Tuesday, November 23, 2004

Pay off those credit cards NOW!

The following article was linked on Eschaton and I thought it bore repeating here. I'll focus on some stuff that Atrios didn't quote, though. The person making the predictions is Stephen Roach, chief economist at Morgan Stanley.
Economic 'Armageddon' predicted
In a nutshell, Roach's argument is that America's record trade deficit means the dollar will keep falling. To keep foreigners buying T-bills and prevent a resulting rise in inflation, Federal Reserve Chairman Alan Greenspan will be forced to raise interest rates further and faster than he wants.

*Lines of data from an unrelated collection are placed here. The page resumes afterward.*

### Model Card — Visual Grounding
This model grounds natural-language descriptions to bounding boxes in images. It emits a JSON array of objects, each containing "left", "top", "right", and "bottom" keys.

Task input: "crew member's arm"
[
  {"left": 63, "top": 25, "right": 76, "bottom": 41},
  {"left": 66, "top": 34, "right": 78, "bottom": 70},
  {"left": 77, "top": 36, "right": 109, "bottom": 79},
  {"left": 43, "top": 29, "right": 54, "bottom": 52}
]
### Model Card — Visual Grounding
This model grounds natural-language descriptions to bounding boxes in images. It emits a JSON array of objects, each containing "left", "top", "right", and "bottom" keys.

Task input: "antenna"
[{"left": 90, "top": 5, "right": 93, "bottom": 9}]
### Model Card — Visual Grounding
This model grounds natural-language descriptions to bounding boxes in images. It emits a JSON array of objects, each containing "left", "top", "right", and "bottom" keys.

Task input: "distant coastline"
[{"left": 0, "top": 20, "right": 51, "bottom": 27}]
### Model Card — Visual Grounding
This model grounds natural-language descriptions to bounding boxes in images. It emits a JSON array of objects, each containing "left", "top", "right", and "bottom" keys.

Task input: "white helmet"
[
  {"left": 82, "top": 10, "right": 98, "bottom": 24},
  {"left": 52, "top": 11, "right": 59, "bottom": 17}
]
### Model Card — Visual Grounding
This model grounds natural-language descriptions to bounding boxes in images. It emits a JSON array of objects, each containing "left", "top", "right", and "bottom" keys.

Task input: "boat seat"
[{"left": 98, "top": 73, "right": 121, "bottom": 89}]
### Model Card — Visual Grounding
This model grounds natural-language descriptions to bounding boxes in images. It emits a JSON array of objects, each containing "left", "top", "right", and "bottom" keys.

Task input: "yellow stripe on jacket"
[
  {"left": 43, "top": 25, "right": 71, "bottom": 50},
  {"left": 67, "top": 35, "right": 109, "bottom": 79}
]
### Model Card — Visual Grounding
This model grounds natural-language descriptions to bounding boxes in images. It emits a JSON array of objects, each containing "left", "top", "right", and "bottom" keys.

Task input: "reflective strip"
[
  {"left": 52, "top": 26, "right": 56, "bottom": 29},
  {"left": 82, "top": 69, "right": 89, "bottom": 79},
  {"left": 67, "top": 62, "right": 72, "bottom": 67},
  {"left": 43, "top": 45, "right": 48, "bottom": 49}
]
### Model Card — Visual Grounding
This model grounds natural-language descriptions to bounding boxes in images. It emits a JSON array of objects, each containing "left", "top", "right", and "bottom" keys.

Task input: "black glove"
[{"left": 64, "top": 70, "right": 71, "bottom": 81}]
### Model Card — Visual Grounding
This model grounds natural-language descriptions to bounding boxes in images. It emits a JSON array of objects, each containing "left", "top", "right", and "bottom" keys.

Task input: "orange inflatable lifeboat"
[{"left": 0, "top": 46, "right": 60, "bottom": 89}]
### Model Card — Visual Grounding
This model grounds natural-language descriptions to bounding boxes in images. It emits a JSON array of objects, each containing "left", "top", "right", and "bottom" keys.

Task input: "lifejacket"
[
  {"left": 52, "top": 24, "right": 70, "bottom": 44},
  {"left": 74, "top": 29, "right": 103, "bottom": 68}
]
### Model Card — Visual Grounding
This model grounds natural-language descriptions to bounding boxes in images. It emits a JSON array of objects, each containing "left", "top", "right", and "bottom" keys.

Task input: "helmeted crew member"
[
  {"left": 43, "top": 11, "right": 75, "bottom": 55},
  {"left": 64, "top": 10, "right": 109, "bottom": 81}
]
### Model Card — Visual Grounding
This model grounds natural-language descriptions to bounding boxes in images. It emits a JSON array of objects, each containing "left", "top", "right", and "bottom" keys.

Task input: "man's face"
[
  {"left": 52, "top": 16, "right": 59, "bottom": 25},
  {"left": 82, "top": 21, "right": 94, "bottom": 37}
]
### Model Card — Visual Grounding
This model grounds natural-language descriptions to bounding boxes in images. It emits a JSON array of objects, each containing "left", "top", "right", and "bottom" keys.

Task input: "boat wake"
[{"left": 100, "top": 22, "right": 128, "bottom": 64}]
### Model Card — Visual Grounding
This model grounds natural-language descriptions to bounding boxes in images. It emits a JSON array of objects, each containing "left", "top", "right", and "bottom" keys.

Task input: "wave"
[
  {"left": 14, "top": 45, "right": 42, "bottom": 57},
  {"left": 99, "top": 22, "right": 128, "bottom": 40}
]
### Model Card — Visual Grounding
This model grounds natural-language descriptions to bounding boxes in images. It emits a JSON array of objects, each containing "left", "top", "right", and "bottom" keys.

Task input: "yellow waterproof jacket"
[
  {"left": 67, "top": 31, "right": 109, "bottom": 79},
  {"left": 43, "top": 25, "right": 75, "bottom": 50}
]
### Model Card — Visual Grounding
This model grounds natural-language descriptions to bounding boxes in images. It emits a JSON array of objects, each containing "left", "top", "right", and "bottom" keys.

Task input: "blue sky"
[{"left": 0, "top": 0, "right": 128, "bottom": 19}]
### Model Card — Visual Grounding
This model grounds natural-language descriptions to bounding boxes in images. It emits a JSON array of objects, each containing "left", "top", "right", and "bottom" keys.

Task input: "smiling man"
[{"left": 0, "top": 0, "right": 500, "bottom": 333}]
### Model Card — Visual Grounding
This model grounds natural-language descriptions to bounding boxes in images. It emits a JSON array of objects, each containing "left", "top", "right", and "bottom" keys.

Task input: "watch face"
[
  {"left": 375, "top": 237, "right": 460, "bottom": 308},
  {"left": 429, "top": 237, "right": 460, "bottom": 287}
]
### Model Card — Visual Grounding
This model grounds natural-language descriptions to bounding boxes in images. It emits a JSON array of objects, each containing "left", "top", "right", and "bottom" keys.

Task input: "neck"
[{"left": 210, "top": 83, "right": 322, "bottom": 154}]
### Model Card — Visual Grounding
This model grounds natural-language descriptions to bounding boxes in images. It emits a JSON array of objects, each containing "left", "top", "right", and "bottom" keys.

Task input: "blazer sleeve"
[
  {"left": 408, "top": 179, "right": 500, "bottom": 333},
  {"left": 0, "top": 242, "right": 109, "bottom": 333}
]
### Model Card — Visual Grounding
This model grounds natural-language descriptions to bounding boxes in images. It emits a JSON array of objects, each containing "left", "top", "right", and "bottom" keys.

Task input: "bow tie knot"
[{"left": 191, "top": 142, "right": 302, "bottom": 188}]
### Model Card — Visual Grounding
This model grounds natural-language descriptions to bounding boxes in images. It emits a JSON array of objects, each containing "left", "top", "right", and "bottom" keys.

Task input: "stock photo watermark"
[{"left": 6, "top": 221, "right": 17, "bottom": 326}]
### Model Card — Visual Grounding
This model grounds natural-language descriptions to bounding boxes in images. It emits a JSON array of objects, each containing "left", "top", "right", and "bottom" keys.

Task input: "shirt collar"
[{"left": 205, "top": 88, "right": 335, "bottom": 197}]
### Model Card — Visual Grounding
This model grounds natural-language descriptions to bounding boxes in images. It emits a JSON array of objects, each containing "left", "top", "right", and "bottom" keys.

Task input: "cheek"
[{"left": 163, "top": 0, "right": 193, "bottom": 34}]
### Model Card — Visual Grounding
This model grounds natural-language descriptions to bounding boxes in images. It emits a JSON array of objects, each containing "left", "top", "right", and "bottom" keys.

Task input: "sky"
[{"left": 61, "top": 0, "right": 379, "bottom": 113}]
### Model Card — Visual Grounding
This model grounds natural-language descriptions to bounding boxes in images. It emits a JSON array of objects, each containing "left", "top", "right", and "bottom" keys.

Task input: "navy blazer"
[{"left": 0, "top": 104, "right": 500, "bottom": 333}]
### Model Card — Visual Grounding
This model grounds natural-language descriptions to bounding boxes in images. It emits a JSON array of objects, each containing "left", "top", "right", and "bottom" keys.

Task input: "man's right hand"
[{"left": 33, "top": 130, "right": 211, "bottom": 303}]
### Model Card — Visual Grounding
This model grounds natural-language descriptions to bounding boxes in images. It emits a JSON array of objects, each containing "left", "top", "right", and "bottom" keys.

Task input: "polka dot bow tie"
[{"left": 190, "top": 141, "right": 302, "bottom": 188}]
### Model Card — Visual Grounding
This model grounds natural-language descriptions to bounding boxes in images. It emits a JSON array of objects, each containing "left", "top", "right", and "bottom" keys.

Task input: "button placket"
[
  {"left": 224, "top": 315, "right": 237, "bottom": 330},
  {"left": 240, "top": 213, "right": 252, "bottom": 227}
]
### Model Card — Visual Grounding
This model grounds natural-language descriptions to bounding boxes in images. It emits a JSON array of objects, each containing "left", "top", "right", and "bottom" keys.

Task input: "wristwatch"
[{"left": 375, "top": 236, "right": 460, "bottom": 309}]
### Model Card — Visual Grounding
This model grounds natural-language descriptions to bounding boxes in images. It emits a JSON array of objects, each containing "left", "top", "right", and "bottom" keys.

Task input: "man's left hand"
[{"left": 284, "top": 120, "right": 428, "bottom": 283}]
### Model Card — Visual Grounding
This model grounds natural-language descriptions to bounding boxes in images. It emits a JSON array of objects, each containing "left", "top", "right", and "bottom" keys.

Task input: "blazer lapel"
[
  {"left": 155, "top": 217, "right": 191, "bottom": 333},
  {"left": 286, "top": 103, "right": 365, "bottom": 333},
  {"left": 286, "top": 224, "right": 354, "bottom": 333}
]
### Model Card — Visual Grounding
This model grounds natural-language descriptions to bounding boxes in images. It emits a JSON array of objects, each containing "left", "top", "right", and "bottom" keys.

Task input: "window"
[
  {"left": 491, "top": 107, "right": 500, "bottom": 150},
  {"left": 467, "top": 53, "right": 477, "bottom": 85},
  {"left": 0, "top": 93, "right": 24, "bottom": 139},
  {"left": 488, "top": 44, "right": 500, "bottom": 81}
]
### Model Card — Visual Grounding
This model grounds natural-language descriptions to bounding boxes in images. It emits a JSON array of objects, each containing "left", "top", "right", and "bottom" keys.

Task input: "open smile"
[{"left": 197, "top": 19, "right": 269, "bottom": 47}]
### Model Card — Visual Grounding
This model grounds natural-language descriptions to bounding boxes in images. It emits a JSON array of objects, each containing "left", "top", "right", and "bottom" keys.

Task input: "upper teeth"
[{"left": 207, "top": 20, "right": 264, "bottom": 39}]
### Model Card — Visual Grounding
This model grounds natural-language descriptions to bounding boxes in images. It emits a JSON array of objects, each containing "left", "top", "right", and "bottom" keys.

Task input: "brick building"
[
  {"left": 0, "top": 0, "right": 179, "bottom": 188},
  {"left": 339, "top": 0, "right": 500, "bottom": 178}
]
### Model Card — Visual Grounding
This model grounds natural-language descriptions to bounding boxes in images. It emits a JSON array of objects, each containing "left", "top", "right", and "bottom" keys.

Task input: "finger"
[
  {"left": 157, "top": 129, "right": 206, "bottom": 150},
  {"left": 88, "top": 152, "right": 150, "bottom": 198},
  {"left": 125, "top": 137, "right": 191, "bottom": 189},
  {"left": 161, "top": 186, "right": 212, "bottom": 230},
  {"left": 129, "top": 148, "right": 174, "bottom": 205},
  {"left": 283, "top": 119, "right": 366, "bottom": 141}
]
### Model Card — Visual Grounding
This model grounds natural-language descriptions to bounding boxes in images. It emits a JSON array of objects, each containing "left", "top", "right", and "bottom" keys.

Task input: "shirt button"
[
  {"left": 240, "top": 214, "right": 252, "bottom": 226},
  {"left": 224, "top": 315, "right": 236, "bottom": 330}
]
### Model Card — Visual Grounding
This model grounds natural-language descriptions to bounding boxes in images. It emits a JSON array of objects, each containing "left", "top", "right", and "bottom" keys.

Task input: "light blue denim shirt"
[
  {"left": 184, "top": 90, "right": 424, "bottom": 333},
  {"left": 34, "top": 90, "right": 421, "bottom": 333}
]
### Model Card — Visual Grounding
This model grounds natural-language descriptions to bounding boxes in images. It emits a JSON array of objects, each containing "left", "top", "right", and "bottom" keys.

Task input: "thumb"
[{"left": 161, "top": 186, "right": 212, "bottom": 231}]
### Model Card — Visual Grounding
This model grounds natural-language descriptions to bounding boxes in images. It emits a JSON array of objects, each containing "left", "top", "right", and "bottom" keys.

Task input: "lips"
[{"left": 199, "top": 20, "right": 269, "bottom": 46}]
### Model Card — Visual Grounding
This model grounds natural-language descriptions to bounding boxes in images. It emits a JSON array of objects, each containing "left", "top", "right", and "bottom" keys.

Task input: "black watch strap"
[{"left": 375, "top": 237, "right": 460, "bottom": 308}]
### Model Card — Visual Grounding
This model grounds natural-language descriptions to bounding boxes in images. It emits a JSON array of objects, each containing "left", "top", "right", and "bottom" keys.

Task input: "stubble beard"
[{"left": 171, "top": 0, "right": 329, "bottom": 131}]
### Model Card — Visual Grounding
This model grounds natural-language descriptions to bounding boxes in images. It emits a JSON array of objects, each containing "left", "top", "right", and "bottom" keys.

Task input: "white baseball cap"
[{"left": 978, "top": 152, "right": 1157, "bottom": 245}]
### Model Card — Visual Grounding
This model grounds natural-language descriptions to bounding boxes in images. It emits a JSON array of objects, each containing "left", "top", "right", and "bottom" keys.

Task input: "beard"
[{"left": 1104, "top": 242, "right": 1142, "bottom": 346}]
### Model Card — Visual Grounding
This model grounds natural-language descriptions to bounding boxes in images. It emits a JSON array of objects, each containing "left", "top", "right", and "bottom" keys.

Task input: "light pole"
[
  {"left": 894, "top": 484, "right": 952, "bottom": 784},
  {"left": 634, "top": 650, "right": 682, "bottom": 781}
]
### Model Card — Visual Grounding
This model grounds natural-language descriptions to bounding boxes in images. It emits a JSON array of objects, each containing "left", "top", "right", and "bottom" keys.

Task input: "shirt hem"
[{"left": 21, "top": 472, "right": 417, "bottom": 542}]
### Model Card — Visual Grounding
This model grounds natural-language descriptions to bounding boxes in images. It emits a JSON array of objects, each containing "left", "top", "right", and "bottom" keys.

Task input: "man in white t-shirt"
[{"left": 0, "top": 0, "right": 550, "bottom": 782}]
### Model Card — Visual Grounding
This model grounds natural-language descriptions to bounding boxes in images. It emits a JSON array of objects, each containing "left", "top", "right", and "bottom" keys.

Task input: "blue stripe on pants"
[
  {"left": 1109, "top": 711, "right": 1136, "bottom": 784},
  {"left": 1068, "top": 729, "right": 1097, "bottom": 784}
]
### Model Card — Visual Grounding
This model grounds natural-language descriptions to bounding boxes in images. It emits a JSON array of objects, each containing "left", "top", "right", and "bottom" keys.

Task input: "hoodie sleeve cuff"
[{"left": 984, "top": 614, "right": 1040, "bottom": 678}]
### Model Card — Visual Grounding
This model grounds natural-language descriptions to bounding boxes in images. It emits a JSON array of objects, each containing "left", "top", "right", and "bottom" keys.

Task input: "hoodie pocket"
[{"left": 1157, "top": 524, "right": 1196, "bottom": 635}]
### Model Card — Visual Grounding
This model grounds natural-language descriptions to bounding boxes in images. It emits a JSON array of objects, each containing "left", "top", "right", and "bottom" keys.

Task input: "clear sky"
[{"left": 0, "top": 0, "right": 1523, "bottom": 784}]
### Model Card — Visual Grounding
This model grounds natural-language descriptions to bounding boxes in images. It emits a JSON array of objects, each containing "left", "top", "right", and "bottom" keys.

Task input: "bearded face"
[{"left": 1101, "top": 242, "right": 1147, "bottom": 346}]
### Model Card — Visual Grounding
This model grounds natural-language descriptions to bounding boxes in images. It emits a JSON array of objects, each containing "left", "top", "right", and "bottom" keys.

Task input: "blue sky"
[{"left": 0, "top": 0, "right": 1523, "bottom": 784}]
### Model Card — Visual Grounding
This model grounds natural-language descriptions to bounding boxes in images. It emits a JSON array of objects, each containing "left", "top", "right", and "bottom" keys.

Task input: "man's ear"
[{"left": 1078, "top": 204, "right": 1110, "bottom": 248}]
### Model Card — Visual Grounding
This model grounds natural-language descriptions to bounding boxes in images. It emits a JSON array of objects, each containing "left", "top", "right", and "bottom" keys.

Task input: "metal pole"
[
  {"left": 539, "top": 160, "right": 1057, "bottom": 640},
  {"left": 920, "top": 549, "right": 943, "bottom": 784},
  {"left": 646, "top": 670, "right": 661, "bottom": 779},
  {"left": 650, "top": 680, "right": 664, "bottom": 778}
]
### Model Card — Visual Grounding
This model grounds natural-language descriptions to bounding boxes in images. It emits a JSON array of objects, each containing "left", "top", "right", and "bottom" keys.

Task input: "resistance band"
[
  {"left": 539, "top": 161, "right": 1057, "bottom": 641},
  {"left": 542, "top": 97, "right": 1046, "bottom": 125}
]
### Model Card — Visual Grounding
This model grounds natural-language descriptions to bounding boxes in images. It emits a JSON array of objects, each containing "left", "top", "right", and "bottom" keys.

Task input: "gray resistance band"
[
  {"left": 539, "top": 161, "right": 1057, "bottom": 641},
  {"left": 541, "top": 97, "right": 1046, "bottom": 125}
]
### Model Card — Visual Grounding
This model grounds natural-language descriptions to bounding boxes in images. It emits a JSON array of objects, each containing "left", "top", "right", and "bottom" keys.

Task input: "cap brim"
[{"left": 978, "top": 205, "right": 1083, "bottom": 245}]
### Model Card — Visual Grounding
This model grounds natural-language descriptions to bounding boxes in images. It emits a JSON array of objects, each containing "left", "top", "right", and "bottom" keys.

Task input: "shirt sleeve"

The result: U.S. consumers, who are in debt up to their eyeballs, will get pounded.
Of course no body wants to believe it when Chicken Little says the sky is falling, but Roach backs up his claim. The article continues:
Roach marshalled alarming facts to support his argument.

To finance its current account deficit with the rest of the world, he said, America has to import $2.6 billion in cash. Every working day.

That is an amazing 80 percent of the entire world's net savings.

Sustainable? Hardly.

Meanwhile, he notes that household debt is at record levels.

Twenty years ago the total debt of U.S. households was equal to half the size of the economy.

Today the figure is 85 percent.

Nearly half of new mortgage borrowing is at flexible interest rates, leaving borrowers much more vulnerable to rate hikes.

Americans are already spending a record share of disposable income paying their interest bills. And interest rates haven't even risen much yet.

You don't have to ask a Wall Street economist to know this, of course. Watch people wielding their credit cards this Christmas.

Roach's analysis isn't entirely new. But recent events give it extra force.

The dollar is hitting fresh lows against currencies from the yen to the euro.

Its parachute failed to open over the weekend, when a meeting of the world's top finance ministers produced no promise of concerted intervention.

It has farther to fall, especially against Asian currencies, analysts agree.

The Fed chairman was drawn to warn on the dollar, and interest rates, on Friday.

Roach could not be reached for comment yesterday. A source who heard the presentation concluded that a ``spectacular wave of bankruptcies'' is possible.

Smart people downtown agree with much of the analysis. It is undeniable that America is living in a ``debt bubble'' of record proportions.
Personally, I'd love to blow a couple thousand bucks on a new computer system right now. But maybe I'll put that off for the time being.

[update] The article does mention a possible alternative--if the rate of inflation were allowed to rise, that would reduce our debt in real terms. There's a side effect of this that the article doesn't mention, though: any money we had saved would be devalued as well. So my question is, would my 401k plan be devalued too? Or would this result in such a market boom that my 401k would grow faster than the rate of inflation whittled it away? Of course, I'd be a fool to count on something like that happening.